L'amitié reste un continent inexploré. Abreuvés d'histoires d'amour dès l'enfance, nous semblons croire que l'amitié, elle, va de soi, qu'elle s'écoule tranquillement au fil des années, dans la sérénité. Pourtant certaines de nos histoires d'amitié sont passionnelles et compliquées.
Mon histoire d'amitié avec Maureen était de celles-là. Maureen elle-même était passionnée, entière, passant de la joie la plus entière à un chagrin incompréhensible. Elle formait avec Niels un couple flamboyant, fatigant, sans concession. Je les aimais tous les deux et quand j'avais du mal avec ma propre vie, je me laissais glisser dans leur ombre, éternelle amie, pourvoyeuse de conseils et épongeuse de larmes. Leurs excès me reposaient des miens.
C'est lors de cette soirée chez Jeanne que pour la première fois Maureen m'a lassée. Une brèche s'ouvrait dans notre amitié : j'avais envie de m'amuser, de profiter de la douceur de ce soir d'été chez des hôtes charmants, j'en ai eu brusquement assez de l'atmosphère de drame qu'elle instaurait, une fois encore, la fois de trop.
Plusieurs années se sont écoulées avant que nous cessions de nous voir mais finalement, de l'année 1999, je retiens seulement ce moment là, cette sensation de froid intérieur et d'exaspération. D'un banal jeu de société était sortie à mon insu une lame de tarot, celle de l'ange noir de la rupture.
4 réactions
1 De Traou - 16/04/2007, 14:05
Oh oui, l'amitié - comme l'amour - peut s'achever pour un mot, un geste, une bouderie de trop. Comme je reconnais cette situation que tu décris, et comme on s'en souvient toujours de ce moment "de trop" que d'autres qui l'ont vécu en même temps pourront trouver anodin...
2 De andrem - 16/04/2007, 15:19
Un sujet que je n'ai jamais abordé, l'amitié. Joliment évoqué ici par Samantdi.
Il faudrait se pencher sur cette question fragile. Loin des poncifs, des usages et du prépensé, du prêt à penser.
De l'amour elle n'est ni l'avatar, ni la sous-catégorie, ni l'écran de fumée; l'amitié est un ordre à elle toute seule. Et bien long est le chemin qui en ferait le tour, si tant est qu'il y ait un tour à cet infiniment flou.
Après cette volée de bois content, une volée de bois vert: dis donc olà, Samantdi, depuis quand les vinyles des années 80 sont-ils vieux? Non mais ho, ce sont les derniers que j'ai acheté, puisque ensuite je n'ai eu que décédé, et d'ailleurs tous mes autres vinyles (1300 environ) sont d'avant et même pas vieux.

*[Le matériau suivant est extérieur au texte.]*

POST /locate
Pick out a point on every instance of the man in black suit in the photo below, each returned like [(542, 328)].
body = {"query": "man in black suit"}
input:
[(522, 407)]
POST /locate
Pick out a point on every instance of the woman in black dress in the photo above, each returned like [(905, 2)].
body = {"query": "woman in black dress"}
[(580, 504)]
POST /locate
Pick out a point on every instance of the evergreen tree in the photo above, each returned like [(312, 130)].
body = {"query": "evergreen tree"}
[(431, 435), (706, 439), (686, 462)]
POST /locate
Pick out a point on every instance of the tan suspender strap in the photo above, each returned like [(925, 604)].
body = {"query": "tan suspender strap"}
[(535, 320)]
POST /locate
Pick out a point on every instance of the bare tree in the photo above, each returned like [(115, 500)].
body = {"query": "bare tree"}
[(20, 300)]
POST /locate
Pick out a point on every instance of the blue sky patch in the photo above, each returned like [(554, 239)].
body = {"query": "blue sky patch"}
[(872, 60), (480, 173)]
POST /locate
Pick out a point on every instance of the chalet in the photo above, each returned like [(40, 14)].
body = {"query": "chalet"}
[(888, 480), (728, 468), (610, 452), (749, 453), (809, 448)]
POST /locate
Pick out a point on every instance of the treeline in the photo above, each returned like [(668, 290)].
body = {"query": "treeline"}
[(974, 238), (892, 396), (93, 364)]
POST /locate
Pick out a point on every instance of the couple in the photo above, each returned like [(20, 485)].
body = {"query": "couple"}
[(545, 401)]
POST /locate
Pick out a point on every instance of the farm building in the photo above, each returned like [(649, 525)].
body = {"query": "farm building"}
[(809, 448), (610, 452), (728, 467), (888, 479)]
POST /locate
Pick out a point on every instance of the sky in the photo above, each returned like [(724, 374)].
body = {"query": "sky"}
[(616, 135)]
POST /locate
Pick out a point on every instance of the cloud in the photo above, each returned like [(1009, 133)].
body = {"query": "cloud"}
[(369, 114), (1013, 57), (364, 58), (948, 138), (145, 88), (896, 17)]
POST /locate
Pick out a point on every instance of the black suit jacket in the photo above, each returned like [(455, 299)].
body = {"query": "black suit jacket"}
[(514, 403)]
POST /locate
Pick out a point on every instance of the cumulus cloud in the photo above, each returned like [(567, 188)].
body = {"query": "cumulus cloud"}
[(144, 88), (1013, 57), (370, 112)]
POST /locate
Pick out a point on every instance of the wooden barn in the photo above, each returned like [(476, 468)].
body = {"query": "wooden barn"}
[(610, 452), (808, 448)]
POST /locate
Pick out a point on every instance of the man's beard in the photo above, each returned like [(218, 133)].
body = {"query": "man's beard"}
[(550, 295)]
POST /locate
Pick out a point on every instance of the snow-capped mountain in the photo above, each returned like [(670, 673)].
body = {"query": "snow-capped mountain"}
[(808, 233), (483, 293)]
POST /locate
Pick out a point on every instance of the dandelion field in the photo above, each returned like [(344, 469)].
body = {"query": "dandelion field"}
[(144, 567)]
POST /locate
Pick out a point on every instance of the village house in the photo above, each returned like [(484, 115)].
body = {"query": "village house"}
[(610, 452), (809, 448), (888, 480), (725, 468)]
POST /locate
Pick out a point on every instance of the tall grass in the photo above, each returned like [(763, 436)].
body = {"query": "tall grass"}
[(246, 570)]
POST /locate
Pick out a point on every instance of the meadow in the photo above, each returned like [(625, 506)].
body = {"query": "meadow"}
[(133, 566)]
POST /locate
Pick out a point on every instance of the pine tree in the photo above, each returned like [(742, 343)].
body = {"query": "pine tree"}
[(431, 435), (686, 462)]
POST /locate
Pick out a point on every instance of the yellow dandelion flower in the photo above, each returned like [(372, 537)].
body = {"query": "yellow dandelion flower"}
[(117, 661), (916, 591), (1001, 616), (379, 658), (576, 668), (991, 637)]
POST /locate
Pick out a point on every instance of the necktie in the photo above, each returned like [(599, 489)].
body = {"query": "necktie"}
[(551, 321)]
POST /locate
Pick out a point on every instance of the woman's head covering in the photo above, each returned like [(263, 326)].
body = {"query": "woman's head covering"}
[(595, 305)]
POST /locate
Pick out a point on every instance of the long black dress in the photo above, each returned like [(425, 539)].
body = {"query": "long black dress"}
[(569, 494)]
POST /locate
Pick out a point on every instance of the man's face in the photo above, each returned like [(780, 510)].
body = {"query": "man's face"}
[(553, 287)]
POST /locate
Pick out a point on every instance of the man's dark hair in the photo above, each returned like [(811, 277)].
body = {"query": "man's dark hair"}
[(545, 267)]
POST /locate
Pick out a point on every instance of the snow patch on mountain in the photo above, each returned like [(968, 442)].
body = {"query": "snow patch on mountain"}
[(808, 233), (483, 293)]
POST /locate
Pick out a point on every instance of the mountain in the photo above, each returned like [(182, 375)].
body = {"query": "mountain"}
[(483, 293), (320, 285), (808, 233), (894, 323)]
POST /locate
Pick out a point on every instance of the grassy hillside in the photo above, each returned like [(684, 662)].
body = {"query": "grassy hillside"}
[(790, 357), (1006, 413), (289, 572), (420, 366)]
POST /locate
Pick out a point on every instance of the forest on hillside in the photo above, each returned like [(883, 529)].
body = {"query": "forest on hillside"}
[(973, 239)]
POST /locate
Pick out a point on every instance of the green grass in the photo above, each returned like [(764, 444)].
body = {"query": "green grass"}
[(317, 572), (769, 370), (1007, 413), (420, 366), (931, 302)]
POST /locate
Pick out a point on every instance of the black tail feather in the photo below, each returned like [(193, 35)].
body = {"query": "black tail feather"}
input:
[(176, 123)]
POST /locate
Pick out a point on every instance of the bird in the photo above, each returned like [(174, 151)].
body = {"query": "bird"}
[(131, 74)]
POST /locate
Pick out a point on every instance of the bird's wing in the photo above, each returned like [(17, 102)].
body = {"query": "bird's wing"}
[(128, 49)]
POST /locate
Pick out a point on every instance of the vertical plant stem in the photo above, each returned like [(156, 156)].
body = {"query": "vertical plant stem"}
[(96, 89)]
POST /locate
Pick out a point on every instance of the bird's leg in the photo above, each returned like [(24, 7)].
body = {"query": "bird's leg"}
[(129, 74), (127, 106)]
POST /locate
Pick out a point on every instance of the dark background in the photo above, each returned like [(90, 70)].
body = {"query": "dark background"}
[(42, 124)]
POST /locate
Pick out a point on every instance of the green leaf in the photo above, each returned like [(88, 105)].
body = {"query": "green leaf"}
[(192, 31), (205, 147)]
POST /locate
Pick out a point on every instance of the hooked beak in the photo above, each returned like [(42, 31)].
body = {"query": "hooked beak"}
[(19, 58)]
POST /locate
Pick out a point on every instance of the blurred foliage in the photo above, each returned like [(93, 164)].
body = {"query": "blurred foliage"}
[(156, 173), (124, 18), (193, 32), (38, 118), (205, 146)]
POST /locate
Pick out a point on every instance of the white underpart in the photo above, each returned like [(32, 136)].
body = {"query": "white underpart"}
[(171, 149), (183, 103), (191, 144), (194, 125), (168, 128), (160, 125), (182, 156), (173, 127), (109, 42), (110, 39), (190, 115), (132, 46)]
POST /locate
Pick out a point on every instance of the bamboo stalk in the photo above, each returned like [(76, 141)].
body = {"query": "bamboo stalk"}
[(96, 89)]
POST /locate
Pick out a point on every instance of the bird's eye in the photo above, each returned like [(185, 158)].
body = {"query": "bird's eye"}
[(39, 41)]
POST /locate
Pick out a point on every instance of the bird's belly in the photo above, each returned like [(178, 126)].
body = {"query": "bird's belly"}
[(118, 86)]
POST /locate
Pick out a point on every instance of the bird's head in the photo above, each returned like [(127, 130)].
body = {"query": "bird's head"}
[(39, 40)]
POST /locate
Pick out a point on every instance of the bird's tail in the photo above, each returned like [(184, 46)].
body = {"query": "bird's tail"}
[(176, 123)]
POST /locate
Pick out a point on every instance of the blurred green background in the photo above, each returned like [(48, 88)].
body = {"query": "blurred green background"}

Crescendo & diminuendo in blue le vrai qui craque incunable et tout ça, même pas vieux, et ce n'est qu'un exemple.
Chauffe, Marcelle.
3 De luciole - 17/04/2007, 10:17
Oui, le moment de trop, le mot ment de trop, le maux ment de trop ...
j'ai lassé des amies moi aussi, pas pour les même raisons, mais parce que ma franchise brutale devient parfois de l'inattention à la fragilité de l'autre. Après avoir essayé de me corriger, blessée que j'étais de ces abandons, sans succès, j'ai fini par admettre que certaine fragilité ne devait pas m'approcher et maintenant je mets en garde ...
Une amie un jour m'a dit : " Tu ne crois pas que tu sur-estimes tes amies?" Je lui ai demandé : " Est ce que tu ne sous estime pas les tiens?" ... Tu sais, ces histoires de vérités qui ne seraient pas bonnes à dire ...
4 De samantdi - 17/04/2007, 14:10
Il faut peut-être admettre aussi que les histoires d'amitié, comme les histoires d'amour (enfin, certaines, hein, pas toutes!) ont des durées de vie limitées. On change, on adopte tel ou tel rôle puis il ne nous convient plus.
Si j'ai joué les confidentes complaisantes et les consolatrices, c'est que ça me convenait, il serait injuste de faire retomber les torts sur "l'autre". Mais à moment donné, une situation figée devient paralysante si on ne peut ou sait la faire évoluer, ce qui a été mon cas. J'ai été incapable de dire : "là, tu me pompes l'air", en supposant que Maureen ne pourrait l'entendre. Peut-être que simplement aussi, j'ai manqué de courage !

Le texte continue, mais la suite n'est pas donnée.